$f(x)=x^n,n\in\mathbb{N}$, exists unique $a$ s.t. $a^n=b$

Let $(\mathbb{R},d_2)$ be a metric space, and let $f:\mathbb{R}\rightarrow\mathbb{R}$ be given by $f(x)=x^n$ for $n\in\mathbb{N}$. If $b\in\mathbb{R_+}$, show that there exists a unique $a\in\mathbb{R_+}$ such that $a^n=b$.

Attempt at a proof:

By the Intermediate Value Theorem, since $\mathbb{R}$ is connected $\implies I=f(\mathbb{R})$ is an interval in $\mathbb{R}$. If $b\in f(\mathbb{R})$, $\exists a\in\mathbb{R}:f(a)=b$. So IVT implies existence, now I have to show uniqueness.

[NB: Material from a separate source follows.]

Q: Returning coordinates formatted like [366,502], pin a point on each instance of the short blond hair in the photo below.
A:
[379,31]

Let $a,a'\in\mathbb{R_+}$: $f(a)=f(a')=(a')^n=b$. This is where I run into some trouble. I need to show that my assumptions above result in the fact that $a=a'$.

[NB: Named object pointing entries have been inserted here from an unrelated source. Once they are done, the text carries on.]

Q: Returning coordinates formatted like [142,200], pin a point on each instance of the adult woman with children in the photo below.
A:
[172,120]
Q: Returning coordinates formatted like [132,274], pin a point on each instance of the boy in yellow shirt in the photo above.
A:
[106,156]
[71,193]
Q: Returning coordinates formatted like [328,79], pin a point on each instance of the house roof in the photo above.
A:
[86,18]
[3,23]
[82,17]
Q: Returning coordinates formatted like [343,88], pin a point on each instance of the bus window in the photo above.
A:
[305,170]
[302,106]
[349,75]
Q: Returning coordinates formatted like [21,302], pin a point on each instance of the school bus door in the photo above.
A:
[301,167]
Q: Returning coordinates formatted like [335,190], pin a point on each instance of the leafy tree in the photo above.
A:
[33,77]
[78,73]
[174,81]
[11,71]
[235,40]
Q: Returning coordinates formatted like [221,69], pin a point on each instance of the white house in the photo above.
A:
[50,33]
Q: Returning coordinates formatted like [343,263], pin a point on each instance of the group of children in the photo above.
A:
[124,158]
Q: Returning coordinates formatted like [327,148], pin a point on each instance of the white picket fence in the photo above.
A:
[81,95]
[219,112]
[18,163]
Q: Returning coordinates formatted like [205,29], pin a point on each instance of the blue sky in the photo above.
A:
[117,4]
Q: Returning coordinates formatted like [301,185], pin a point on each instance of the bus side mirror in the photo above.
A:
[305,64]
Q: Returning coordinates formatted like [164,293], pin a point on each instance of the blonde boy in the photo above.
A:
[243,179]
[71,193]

• Hint: $f$ is increasing on $\mathbb R_+$. – Thomas Andrews Feb 24 '12 at 2:54
• When I drew it out I saw as much -- how do I prove it, though? I don't think proof by picture is sufficient (: – Emir Feb 24 '12 at 2:59
• Prove it via induction on $n$. – Thomas Andrews Feb 24 '12 at 3:08
• Bizarre. What does $d_2$ have to do with anything? What does this have to do with metric spaces? In fact, the entire first sentence, including the definition of $f$, seems to be irrelevant (except for the part about $n$ being a natural number). – Gerry Myerson Feb 24 '12 at 3:59
• I'm using an alternative definition of IVT that involves a connceted subset of a metric space, so I guess that's why the question is worded like that. – Emir Feb 24 '12 at 20:40

Note that the function $x^n$ is strictly monotone on $\mathbb{R_{+}}$ particularly is injective.
(If $0\leq x<y$ then $0\leq x^n<y^n$, you show that by induction on $n$).